Table 1.
Characteristics of genotype 1–6 sf-HCVcc virus stocks compared to HCVcc reference stocks
| Peak HCV infectivity titerb log10FFU/mL |
Peak HCV RNA titerc log10IU/mL |
Peak HCV Core titerd log10 pmol Core/mL |
Specific infectivitye FFU/IU |
Specific infectivityf FFU/pmol Core |
||||||
|---|---|---|---|---|---|---|---|---|---|---|
| Isolate (genotype)a | sf-HCVcc | HCVcc | sf-HCVcc | HCVcc | sf-HCVcc | HCVcc | sf-HCVcc | HCVcc | sf-HCVcc | HCVcc |
| H77(1a) | 5.0 | 4.3 | 7.6 | 7.5 | 5.7 | 5.4 | 1/316 | 1/1,585 | 1/4.8 | 1/13.5 |
| J4(1b) | 4.7 | 3.2 | 7.5 | 7.3 | 5.6 | 5.1 | 1/631 | 1/12,589 | 1/8.1 | 1/79.8 |
| J6(2a) | 5.6 | 5.0 | 7.6 | 7.6 | 5.5 | 5.5 | 1/100 | 1/398 | 1/0.8 | 1/3.4 |
| S52(3a) | 4.9 | 4.3 | 7.4 | 7.2 | 5.5 | 5.4 | 1/316 | 1/794 | 1/3.8 | 1/12.5 |
| ED43(4a) | 4.7 | 3.6 | 7.1 | 7.6 | 5.0 | 5.4 | 1/251 | 1/10,000 | 1/2.0 | 1/58.0 |
| SA13(5a) | 6.2 | 4.1g | 7.8 | 7.0 | 5.5 | 4.9 | 1/40 | 1/794 | 1/0.2 | 1/6.6 |
| HK6a(6a) | 5.6 | 4.0 | 7.7 | 7.7 | 5.6 | 4.8 | 1/126 | 1/1,000 | 1/0.9 | 1/5.9 |
Serum-free cultures were infected and maintained as described in Materials and Methods (Figure 2). For sf-HCVcc, supernatant HCV infectivity titers, Core antigen, and RNA titers were determined, and specific infectivities was calculated. Representative peak infectivity titers as well as Core and RNA titers from the same sample are shown. Core-E2 sequences were determined by direct sequence analysis as described in Materials and Methods. For sf-J6(2a), sf-S52(3a), sf-ED43(4a), sf-SA13(5a) and sf-HK6a(6a), Core-E2 sequences were identical to the plasmid sequence. The sf-H77(1a) had acquired the previously described amino acid change Y361H, estimated to be present in 50% of viral genomes; this change was also present in the H77(1a) HCVcc stock shown in this table [11]. The sf-J4(1b) had acquired amino acid changes T578A and D584G, estimated to be present in the majority of viral genomes. For HCVcc, characteristics of references stocks (HCVcc ref. stocks) are reproduced from Gottwein et al. 2009 [11].
Isolate and genotype of Core-NS2 of the used JFH1-based recombinants is indicated. Recombinants are further described in Materials and Methods.

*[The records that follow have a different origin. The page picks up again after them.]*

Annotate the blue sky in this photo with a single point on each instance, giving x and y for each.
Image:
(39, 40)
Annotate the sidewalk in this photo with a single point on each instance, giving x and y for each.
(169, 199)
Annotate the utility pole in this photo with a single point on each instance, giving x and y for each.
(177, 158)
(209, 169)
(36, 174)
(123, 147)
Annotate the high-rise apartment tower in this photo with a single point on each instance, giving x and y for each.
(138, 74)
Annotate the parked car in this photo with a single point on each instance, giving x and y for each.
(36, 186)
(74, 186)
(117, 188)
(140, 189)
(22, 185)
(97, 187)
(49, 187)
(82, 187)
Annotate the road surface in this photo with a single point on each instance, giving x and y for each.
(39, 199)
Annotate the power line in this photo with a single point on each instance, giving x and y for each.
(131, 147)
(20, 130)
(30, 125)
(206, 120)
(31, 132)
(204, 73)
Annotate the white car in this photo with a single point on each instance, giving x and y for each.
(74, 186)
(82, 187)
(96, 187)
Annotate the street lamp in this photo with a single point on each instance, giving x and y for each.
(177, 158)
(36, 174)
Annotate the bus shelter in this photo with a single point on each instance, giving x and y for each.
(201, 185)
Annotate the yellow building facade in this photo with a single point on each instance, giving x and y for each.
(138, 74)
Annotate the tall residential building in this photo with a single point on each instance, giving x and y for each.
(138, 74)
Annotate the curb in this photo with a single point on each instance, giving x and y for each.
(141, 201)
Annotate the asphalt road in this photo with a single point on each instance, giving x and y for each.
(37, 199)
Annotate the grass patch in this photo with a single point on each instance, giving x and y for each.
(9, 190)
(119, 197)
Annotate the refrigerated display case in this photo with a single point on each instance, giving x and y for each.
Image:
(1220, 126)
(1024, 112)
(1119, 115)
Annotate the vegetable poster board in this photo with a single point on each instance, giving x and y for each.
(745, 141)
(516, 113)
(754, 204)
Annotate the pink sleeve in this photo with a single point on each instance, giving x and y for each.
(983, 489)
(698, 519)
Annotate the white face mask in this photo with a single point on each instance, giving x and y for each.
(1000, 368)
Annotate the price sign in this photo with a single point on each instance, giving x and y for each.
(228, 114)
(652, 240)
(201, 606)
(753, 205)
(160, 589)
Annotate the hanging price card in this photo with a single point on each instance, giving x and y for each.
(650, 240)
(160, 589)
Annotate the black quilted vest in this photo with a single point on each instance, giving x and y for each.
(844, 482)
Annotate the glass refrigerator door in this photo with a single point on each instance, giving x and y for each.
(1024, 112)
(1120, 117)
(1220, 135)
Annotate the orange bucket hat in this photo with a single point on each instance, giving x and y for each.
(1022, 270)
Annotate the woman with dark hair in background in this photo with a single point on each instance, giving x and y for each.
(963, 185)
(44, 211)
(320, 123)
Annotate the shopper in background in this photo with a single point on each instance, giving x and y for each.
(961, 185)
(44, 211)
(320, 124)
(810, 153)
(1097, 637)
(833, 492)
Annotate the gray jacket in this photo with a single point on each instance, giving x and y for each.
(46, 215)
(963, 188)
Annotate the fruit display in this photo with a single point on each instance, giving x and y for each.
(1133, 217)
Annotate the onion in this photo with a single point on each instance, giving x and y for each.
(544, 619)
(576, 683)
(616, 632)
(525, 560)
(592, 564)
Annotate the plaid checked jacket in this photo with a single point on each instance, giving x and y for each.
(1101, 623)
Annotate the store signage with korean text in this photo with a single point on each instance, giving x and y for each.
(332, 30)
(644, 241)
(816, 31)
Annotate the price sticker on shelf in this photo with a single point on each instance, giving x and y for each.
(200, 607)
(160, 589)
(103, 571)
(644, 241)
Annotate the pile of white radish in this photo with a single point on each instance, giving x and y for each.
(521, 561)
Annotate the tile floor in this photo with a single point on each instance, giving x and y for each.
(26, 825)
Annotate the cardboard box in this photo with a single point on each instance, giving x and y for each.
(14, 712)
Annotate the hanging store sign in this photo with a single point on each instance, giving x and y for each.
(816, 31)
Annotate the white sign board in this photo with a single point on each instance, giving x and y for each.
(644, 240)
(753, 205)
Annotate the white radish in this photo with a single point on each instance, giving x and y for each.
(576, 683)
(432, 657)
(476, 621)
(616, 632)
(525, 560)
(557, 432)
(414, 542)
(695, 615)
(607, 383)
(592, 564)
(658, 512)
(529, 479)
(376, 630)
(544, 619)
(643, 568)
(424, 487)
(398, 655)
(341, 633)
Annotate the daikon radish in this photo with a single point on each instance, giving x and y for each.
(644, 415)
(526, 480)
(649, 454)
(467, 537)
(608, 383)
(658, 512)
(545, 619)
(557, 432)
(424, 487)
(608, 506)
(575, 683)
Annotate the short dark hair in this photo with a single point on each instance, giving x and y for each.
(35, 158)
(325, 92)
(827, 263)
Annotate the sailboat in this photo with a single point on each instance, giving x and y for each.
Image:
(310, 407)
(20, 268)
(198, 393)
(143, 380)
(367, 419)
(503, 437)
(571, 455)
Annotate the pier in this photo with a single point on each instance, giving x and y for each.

For sf-HCVcc, supernatant infectivity titers were determined as FFU/mL by a cell culture-based titration assay as described in Materials and Methods. Values are means of three replicates. Iw HCVcc, values are reproduced from [11].
For sf-HCVcc, supernatant RNA titers were determined in the samples, for which infectivity titers are given, as IU/mL by Taq-Man PCR as described in Materials and Methods. Values are means of two replicates. For HCVcc, values are reproduced from [11].
Core titers were determined in the samples for which infectivity titers are given, as pmol/mL using the ARCHITECT HCV Ag assay (Abbott).
For sf-HCVcc, specific infectivity was calculated as FFU/IU by dividing supernatant infectivity titers with the corresponding RNA titers. For HCVcc, values were adapted from [11] to FFU/IU by dividing supernatant infectivity titers with the corresponding RNA titers.
Specific infectivity was calculated as FFU/pmol Core by dividing supernatant infectivity titers with the corresponding Core titers.
The peak infectivity titer of this SA13(5a) reference stock was lower than what we typically observe. Typically, peak titers for SA13(5a) are ~5 log10 FFU/mL (Figure 3A).